3. File Type configuration: Some Web Analytics tools are configured to count certain file types as page views. For example, images that might signify a certain step in a process may be given page view status in order to complete a process or scenario. Some application processes use a servlet so all pages look the same. Each step in the process is determined by passing a different image. Then by excluding all images except the ones that represent pages the process is measured. This ultimately results in double counting of pages, one for the servlet and one for the image.

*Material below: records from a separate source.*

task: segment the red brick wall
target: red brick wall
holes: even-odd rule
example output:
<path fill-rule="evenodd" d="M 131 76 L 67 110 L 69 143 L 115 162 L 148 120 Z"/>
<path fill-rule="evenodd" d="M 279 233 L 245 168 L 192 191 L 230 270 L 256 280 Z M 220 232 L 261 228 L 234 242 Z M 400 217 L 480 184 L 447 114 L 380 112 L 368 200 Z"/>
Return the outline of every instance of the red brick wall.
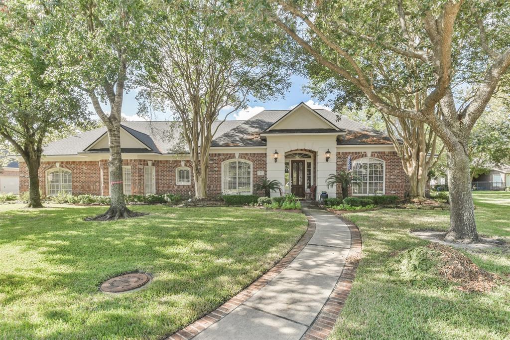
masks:
<path fill-rule="evenodd" d="M 228 159 L 235 158 L 235 154 L 211 154 L 209 160 L 209 173 L 208 176 L 208 195 L 211 197 L 221 193 L 221 163 Z M 263 191 L 254 189 L 254 185 L 266 177 L 266 155 L 265 153 L 240 153 L 239 157 L 253 163 L 252 181 L 253 193 L 263 195 Z M 133 195 L 143 195 L 144 167 L 149 166 L 149 160 L 144 159 L 123 159 L 122 165 L 131 166 L 131 191 Z M 59 167 L 72 172 L 72 193 L 74 195 L 90 194 L 109 195 L 108 160 L 99 161 L 59 161 Z M 152 160 L 151 166 L 156 172 L 157 193 L 180 193 L 183 196 L 194 196 L 195 185 L 193 170 L 190 161 L 185 161 L 184 166 L 191 170 L 191 184 L 177 185 L 175 181 L 175 169 L 183 166 L 182 161 L 175 160 Z M 46 171 L 57 167 L 56 162 L 42 162 L 39 168 L 39 185 L 41 194 L 46 195 Z M 264 171 L 264 175 L 258 175 L 259 171 Z M 101 174 L 103 181 L 101 181 Z M 20 192 L 28 191 L 28 169 L 24 162 L 19 164 L 19 190 Z"/>
<path fill-rule="evenodd" d="M 263 153 L 239 153 L 239 158 L 253 163 L 253 172 L 251 174 L 253 185 L 253 194 L 263 196 L 263 190 L 255 189 L 256 184 L 267 176 L 267 156 Z M 221 195 L 221 163 L 228 159 L 236 158 L 235 154 L 210 154 L 209 169 L 207 177 L 207 193 L 211 197 Z M 259 175 L 259 171 L 263 171 L 263 175 Z"/>
<path fill-rule="evenodd" d="M 347 169 L 347 157 L 350 155 L 353 161 L 367 157 L 366 152 L 337 152 L 337 171 Z M 387 195 L 395 195 L 403 198 L 409 190 L 409 178 L 402 167 L 400 158 L 395 151 L 373 151 L 370 157 L 382 159 L 385 162 L 385 191 Z M 349 189 L 349 195 L 352 190 Z M 337 186 L 337 196 L 342 196 L 342 188 Z"/>
<path fill-rule="evenodd" d="M 59 161 L 59 167 L 72 172 L 72 193 L 75 195 L 100 195 L 100 168 L 98 161 Z M 41 162 L 39 168 L 41 195 L 46 195 L 46 172 L 57 167 L 55 162 Z M 24 162 L 19 162 L 19 192 L 29 190 L 29 172 Z"/>

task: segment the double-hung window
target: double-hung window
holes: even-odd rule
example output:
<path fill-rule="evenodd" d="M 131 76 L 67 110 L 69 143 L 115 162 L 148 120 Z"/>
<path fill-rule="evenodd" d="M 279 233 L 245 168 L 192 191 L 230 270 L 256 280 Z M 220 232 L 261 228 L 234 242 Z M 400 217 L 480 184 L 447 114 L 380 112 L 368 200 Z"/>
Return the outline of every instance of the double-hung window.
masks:
<path fill-rule="evenodd" d="M 221 168 L 222 191 L 225 193 L 250 194 L 252 192 L 252 164 L 242 159 L 224 162 Z"/>
<path fill-rule="evenodd" d="M 353 195 L 376 195 L 385 193 L 385 163 L 377 158 L 366 158 L 352 162 Z"/>

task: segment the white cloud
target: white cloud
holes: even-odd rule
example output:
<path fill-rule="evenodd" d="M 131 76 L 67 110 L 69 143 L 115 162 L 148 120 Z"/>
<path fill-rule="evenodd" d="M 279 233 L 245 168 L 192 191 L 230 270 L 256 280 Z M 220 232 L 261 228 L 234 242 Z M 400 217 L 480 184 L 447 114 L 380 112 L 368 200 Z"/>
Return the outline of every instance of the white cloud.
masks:
<path fill-rule="evenodd" d="M 310 106 L 312 109 L 326 109 L 331 111 L 332 109 L 328 106 L 326 105 L 323 105 L 322 104 L 319 103 L 318 102 L 314 102 L 312 100 L 310 99 L 304 102 L 304 104 L 307 104 Z M 292 106 L 289 106 L 289 109 L 293 109 L 294 108 L 297 106 L 297 105 L 292 105 Z"/>
<path fill-rule="evenodd" d="M 132 116 L 127 116 L 123 114 L 122 119 L 125 119 L 128 122 L 140 122 L 140 120 L 147 122 L 149 120 L 147 117 L 141 117 L 136 114 L 134 114 Z"/>
<path fill-rule="evenodd" d="M 265 110 L 263 106 L 248 106 L 234 114 L 234 118 L 236 120 L 246 120 L 254 116 L 261 111 Z"/>

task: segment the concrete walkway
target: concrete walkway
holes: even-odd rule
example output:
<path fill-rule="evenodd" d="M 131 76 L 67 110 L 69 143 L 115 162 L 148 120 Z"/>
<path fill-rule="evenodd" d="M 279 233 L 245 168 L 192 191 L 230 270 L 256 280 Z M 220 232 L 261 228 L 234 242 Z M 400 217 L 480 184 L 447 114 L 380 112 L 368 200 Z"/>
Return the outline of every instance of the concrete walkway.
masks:
<path fill-rule="evenodd" d="M 300 339 L 337 285 L 351 245 L 348 227 L 334 214 L 303 205 L 316 223 L 301 253 L 263 288 L 193 338 Z"/>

4. Bots, Crawlers, and Spiders: These terms are all the same, they all refer to an automated program that goes from website to website caching and processing the pages for search engines. A spider looks at all the pages of your website, and uses that information to rank you in search engines (how high you will list in a search result), and cache a copy of your page on their server for quick reference, and if your site ever goes down. Spiders jump from link to link on the Internet and run endlessly, even if you never submit your website to a search engine, odds are your site will still be spidered. Most sites experience some type of “log-file bloat”. This refers to the extra page views contained within a log file data-source that would naturally be excluded using the more accurate client-side data tagging solution. Spiders and bots that are not included within client-side data tagging solutions are usually contained within log files to some degree. The reason for this is that there are currently over 300+ spiders robots and crawlers actively hitting sites on the Internet. Log file solutions rely on filters within their configuration settings to exclude known spiders. Given the fact that anyone may write a crawler to release on the Internet at any time, these manually applied configuration setting are usually out of date and do not represent the current spiders on the Internet at any given time.

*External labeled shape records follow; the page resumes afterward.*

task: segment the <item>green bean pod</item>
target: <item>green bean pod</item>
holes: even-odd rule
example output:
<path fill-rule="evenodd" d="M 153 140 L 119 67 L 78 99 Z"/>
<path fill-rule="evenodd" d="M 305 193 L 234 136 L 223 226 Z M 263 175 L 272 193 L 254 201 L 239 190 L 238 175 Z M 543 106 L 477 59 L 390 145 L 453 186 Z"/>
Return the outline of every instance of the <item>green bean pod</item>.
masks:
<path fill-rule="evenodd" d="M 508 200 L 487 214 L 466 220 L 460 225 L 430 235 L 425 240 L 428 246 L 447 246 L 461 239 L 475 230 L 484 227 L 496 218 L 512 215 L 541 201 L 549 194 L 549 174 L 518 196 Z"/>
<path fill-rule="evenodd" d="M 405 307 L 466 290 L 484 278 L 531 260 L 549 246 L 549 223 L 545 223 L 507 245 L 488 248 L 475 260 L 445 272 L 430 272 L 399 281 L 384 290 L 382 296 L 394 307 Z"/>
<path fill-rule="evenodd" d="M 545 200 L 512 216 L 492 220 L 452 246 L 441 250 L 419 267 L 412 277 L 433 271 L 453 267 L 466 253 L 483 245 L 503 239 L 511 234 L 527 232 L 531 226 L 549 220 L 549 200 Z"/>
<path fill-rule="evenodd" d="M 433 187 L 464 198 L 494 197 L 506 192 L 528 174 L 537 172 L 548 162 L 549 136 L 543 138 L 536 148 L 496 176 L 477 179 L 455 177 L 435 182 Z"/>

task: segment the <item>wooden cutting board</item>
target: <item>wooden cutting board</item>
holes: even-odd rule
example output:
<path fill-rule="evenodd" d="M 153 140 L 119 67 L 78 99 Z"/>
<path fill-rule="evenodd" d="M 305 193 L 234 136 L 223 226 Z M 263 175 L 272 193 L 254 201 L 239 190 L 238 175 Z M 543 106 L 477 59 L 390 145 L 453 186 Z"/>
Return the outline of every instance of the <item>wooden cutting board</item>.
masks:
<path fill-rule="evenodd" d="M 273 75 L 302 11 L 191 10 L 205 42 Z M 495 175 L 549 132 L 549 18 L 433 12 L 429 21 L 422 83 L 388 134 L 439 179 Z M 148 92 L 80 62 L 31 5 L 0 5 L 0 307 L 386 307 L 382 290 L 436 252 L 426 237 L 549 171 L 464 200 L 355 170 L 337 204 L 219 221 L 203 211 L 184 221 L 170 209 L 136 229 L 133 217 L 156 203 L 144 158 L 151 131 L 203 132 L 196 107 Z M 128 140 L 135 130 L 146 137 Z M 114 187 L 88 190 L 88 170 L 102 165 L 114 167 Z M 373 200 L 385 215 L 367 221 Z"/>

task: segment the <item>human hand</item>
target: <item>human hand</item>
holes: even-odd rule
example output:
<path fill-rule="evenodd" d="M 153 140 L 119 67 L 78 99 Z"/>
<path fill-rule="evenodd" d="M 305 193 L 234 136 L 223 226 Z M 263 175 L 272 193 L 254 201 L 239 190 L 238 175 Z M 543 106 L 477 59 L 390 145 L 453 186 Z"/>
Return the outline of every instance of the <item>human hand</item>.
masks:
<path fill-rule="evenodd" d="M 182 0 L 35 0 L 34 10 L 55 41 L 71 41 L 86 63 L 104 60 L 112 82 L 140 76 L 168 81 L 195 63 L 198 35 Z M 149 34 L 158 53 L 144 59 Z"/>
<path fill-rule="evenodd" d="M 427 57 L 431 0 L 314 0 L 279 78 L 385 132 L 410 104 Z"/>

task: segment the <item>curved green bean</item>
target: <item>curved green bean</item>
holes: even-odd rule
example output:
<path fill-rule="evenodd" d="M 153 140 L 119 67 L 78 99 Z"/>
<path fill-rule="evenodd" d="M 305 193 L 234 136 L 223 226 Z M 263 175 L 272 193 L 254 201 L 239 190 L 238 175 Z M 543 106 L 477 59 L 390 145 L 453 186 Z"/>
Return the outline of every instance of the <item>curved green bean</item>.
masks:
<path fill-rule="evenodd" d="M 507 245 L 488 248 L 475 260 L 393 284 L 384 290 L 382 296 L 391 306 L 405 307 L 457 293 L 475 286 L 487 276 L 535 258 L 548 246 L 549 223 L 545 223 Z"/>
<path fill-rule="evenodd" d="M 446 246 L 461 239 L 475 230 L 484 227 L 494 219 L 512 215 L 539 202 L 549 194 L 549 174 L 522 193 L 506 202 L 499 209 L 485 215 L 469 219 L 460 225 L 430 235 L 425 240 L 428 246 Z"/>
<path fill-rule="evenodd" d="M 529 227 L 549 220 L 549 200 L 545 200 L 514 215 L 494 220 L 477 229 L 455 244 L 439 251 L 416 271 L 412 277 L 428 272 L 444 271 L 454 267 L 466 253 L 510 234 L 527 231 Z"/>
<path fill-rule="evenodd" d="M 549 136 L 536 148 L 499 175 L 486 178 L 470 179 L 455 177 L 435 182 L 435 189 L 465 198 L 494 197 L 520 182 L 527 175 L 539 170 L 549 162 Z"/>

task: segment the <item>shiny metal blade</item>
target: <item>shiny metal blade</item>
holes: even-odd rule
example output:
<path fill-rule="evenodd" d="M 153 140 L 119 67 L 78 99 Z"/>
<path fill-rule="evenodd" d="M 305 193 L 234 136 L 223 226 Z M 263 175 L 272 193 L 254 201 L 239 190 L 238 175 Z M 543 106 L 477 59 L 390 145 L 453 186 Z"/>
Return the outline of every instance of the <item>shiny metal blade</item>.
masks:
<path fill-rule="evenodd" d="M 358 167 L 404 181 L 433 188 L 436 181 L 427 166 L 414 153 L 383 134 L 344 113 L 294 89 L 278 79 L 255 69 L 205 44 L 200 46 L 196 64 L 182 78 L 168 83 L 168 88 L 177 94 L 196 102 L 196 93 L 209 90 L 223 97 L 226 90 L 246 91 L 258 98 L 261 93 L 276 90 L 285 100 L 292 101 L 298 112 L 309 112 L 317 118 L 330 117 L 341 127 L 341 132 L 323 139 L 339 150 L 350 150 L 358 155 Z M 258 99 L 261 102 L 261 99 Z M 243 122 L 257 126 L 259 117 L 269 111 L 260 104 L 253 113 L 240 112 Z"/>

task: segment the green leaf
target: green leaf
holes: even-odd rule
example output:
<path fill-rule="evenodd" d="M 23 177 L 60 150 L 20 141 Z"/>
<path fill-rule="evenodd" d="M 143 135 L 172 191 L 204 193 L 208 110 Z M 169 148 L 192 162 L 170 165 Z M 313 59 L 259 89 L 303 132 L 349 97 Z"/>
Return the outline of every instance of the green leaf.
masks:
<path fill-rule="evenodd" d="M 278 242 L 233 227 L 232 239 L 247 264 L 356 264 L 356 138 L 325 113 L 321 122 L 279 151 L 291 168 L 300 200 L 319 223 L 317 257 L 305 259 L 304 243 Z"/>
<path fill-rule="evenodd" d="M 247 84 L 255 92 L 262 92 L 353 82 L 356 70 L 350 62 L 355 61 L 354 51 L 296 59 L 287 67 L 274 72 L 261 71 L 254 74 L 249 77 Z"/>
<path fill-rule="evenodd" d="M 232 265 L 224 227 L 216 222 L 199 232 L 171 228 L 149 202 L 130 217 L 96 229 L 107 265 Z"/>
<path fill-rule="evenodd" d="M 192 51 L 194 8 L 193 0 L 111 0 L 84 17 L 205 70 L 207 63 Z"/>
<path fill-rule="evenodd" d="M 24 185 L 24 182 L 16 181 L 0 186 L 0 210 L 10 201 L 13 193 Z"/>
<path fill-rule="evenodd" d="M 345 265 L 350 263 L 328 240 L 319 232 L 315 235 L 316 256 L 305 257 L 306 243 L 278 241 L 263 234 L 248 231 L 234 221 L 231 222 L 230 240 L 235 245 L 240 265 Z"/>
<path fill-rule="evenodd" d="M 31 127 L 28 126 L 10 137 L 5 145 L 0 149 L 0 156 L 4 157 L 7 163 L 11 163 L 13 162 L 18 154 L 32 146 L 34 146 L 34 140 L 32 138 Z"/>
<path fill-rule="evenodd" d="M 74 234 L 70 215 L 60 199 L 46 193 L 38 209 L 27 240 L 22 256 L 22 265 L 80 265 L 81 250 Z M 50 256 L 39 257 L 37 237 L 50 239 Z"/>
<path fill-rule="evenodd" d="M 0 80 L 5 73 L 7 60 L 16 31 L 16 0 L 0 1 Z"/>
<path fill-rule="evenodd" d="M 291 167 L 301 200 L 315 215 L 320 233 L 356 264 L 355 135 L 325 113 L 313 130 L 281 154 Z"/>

5. Web Monitoring Automated Tools & Scripts Most enterprises have automated scripts and spiders that are used to test availability as well as periodically test application function and record uptime. These solutions all produce page views in a log file scenario but do not produce page views in a data tagging solution. Also, if the site includes frames, the frame pages will be counted by a log file solution which will also create “log-file bloat.”
6. Filters: New implementations of an analytics product can also result in lower page view counts as well. Most often this will be caused by a filter set on the customer’s profile. As log file analysis products count page views regardless of origin, this could cause a discrepancy between log file solutions and data tagging solutions. In order to avoid these problems, the customer can use SmartSource, which is somewhat like an auto-filter, as only the pages of interest are tagged.
7. The Tag doesn’t execute: It’s possible for a visitor to click a link to go to another page or click stop in the browser before the Webtrends tag executes, for example if the tag is at the bottom of the page or the site has poor page performance. Customers concerned about this type of situation may elect to put the Webtrends tag at the top of the page.
10. The Webtrends tag is not called from all the pages of your site. Your log files collect all requests to your web servers where tagging only collects the information from the pages containing the Tag. If the tag is not on certain pages then you will obviously not be counting those page views.